With the departure of What’s Up Yukon founding editor Darrell Hookey, last week (may he live
out his retirement never again checking for typos), it falls to your guest editor to hold down the fort. You may remember me from my last stint here in June, when I filled in while Darrell was away on honeymoon. During the three weeks I was given the keys to this column, I wrote about the pros and cons of social media and online publishing and then, like a fool, promised to run my first full marathon in Mayo.
I’m pleased to report that, though I did manage to drag my body across the finish line at Mayo, the rest of my summer was spent on wiser pursuits, like lying in a hammock and developing my right bicep muscle through repetitive lifting of 12-liquid-ounce weights.
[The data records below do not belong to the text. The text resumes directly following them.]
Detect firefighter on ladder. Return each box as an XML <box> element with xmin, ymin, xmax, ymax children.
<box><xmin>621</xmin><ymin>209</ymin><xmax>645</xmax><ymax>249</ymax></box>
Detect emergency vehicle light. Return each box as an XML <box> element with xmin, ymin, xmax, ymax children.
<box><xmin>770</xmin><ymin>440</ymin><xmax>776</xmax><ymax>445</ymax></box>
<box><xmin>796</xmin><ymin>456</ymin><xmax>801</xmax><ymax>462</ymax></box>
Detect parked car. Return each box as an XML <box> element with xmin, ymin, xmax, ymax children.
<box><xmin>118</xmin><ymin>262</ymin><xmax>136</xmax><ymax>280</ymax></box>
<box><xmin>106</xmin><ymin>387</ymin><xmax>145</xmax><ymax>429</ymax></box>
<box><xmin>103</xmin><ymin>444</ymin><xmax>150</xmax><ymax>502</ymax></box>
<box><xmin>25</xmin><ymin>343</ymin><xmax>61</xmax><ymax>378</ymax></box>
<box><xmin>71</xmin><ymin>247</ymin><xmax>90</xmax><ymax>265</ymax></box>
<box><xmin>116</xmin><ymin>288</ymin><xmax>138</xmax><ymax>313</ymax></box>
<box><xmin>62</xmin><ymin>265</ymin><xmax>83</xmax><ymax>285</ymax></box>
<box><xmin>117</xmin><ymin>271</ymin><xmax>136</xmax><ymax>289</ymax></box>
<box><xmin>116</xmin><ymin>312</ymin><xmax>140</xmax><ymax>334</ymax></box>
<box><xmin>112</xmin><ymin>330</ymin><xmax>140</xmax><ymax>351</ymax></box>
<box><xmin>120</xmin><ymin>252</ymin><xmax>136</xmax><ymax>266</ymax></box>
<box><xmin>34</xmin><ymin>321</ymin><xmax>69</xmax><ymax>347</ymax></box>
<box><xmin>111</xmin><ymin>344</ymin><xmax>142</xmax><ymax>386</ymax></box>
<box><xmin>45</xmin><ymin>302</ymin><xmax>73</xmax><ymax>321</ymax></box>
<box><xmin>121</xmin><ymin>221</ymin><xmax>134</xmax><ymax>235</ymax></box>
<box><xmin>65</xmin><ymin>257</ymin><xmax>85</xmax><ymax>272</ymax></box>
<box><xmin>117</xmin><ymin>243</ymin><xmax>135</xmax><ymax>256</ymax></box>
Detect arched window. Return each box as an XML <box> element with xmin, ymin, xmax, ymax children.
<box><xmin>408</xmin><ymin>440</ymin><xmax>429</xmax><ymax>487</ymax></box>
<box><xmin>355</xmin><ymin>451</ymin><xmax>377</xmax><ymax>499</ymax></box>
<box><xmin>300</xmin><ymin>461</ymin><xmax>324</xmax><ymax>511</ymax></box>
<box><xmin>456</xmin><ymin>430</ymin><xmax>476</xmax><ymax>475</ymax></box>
I’ve come around on the Internet issue, as well. When last we spoke, I confessed that, like most Canadians, I’ve offloaded a great deal of my life onto Google. My work files, my friendships and my interaction with my community all transpire online. But in the face of Darrell’s departure, and Beese Entertainment Publishing’s hunt for a new editor, I’m compelled to re-evaluate the role of the community newspaper.
Let’s face it: no matter who eventually takes up the challenge of helming this paper, they’re never going to be able to compete with the Internet for speed and agility. Will What’s Up Yukon ever beat the Twitterverse with the verdict on the Jersey Shore finale? Not likely.
But what What’s Up Yukon offers that online information-sharing cannot is a sense of place and a sense of shared experience. This may not matter in larger centres, where there are myriad subcultures and places for people to meet and coalesce into their own social groups. But in the Yukon, it can be hard to find your people — your tribe, if you will — without a little guidance.
When I look at the contributors for What’s Up Yukon as it stands now, I’m amazed at the diversity of interests thriving in this tiny population. Oenophiles write alongside stargazers, gardeners, artists, fitness freaks, cooks, musicians and, my personal favourite, people just fascinated by the dribs and drabs of everyday life. It makes me look at the community in a different way. Who knows what sort of experts dwell among us?
In the past few months, just by asking, “what else do you love?”, I’ve discovered a bureaucrat who was once a beekeeper (with helpful advice for this year’s wasp epidemic), a bank teller who shared my passion for architecture and a restaurateur fascinated by the same obscure collection of Jamaican-Canadian soul music recordings that I had written about three years ago.
The “Colourful Five Per Cent” may grab headlines and form the bulk of the Yukon’s mystique, but in fact, the wealth of knowledge and experience possessed collectively by all Yukoners is astounding.
With that in mind, I hope What’s Up Yukon‘s new editor endeavours to pull these people into the paper’s chorus and to lure some of our citizens away from their Flickrs, blogs and Twitter accounts to share their gifts and experiences with the community at large. To allow the paper to leave the up-to-the-minute business to the Web and grow even more into something measuring the heartbeat of the Yukon. Lord knows we’re too spread out, and often too cold, to have a real town square where we connect and find common ground — What’s Up Yukon is perfectly positioned to fill that role.